| ← 74 | 75 | 76 → |
- Cardinal: seventy-five
- Ordinal: 75th (seventy-fifth)
- Factorization: 3 × 5^{2}
- Divisors: 1, 3, 5, 15, 25, 75
- Greek numeral: ΟΕ´
- Roman numeral: LXXV, lxxv
- Binary: 1001011_{2}
- Ternary: 2210_{3}
- Senary: 203_{6}
- Octal: 113_{8}
- Duodecimal: 63_{12}
- Hexadecimal: 4B_{16}

= 75 (number) =

75 (seventy-five) is the natural number following 74 and preceding 76.

==In mathematics==
75 is a self number because there is no integer that added up to its own digits adds up to 75. It is the sum of the first five pentagonal numbers, and therefore a pentagonal pyramidal number, as well as a nonagonal number.

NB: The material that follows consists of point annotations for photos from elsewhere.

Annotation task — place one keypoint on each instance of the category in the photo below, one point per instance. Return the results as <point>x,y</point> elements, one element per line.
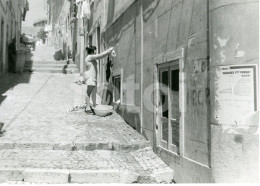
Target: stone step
<point>75,146</point>
<point>52,70</point>
<point>98,166</point>
<point>50,65</point>
<point>46,62</point>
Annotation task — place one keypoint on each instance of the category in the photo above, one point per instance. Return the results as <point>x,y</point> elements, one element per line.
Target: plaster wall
<point>234,39</point>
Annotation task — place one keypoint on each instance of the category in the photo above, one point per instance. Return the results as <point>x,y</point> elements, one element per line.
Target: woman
<point>91,73</point>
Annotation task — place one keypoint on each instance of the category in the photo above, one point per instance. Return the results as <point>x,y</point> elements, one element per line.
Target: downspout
<point>142,65</point>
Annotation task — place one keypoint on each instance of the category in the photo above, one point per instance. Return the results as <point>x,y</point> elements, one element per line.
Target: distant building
<point>40,22</point>
<point>185,74</point>
<point>12,12</point>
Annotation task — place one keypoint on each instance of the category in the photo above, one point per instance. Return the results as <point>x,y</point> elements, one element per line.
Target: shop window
<point>169,104</point>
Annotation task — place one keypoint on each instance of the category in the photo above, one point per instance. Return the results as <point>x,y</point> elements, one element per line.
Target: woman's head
<point>91,50</point>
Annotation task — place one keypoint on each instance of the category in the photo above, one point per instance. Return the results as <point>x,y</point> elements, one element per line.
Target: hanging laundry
<point>86,9</point>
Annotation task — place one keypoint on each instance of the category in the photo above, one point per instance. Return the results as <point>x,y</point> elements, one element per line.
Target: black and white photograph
<point>129,92</point>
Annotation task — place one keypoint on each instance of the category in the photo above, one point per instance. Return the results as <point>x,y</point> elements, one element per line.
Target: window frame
<point>160,62</point>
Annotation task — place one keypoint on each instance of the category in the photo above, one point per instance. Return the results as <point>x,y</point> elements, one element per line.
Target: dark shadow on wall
<point>149,8</point>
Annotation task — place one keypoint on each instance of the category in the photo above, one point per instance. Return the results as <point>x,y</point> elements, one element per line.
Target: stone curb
<point>76,146</point>
<point>66,176</point>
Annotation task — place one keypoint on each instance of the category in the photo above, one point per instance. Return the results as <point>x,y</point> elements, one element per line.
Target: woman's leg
<point>89,91</point>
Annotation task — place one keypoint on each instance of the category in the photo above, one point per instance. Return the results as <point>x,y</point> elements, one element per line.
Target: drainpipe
<point>82,44</point>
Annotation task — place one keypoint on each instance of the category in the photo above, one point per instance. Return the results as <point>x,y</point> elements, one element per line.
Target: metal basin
<point>103,110</point>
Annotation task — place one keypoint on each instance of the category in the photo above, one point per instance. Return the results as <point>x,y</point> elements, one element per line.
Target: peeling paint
<point>222,42</point>
<point>239,53</point>
<point>222,55</point>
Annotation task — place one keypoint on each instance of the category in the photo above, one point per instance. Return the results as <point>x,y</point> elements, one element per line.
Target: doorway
<point>169,106</point>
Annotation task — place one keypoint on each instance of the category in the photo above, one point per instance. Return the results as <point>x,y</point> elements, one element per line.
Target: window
<point>169,105</point>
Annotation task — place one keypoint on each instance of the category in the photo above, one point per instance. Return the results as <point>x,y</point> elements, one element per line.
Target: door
<point>169,106</point>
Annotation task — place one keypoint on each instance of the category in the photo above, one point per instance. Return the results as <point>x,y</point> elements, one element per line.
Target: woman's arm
<point>100,56</point>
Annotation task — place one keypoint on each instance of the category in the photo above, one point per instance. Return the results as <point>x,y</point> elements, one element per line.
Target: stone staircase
<point>42,60</point>
<point>33,165</point>
<point>50,67</point>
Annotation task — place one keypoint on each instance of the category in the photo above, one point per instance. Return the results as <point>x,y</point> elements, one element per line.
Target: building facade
<point>40,23</point>
<point>11,14</point>
<point>183,73</point>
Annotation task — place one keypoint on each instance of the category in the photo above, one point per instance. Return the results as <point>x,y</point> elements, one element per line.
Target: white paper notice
<point>235,94</point>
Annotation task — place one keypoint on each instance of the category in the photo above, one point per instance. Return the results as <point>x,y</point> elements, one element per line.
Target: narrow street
<point>41,142</point>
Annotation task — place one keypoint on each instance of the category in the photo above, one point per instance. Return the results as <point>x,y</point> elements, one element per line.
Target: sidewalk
<point>40,134</point>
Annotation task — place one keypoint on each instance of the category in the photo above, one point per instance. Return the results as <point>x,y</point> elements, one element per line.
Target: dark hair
<point>91,49</point>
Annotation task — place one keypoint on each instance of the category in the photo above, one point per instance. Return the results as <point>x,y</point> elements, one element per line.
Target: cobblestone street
<point>42,142</point>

It is also the fourth ordered Bell number, and a Keith number, because it recurs in a Fibonacci-like sequence started from its base 10 digits: 7, 5, 12, 17, 29, 46, 75...

75 is the count of the number of weak orderings on a set of four items.

Excluding the infinite sets, there are 75 uniform polyhedra in the third dimension, which incorporate star polyhedra as well. Inclusive of 7 families of prisms and antiprisms, there are also 75 uniform compound polyhedra.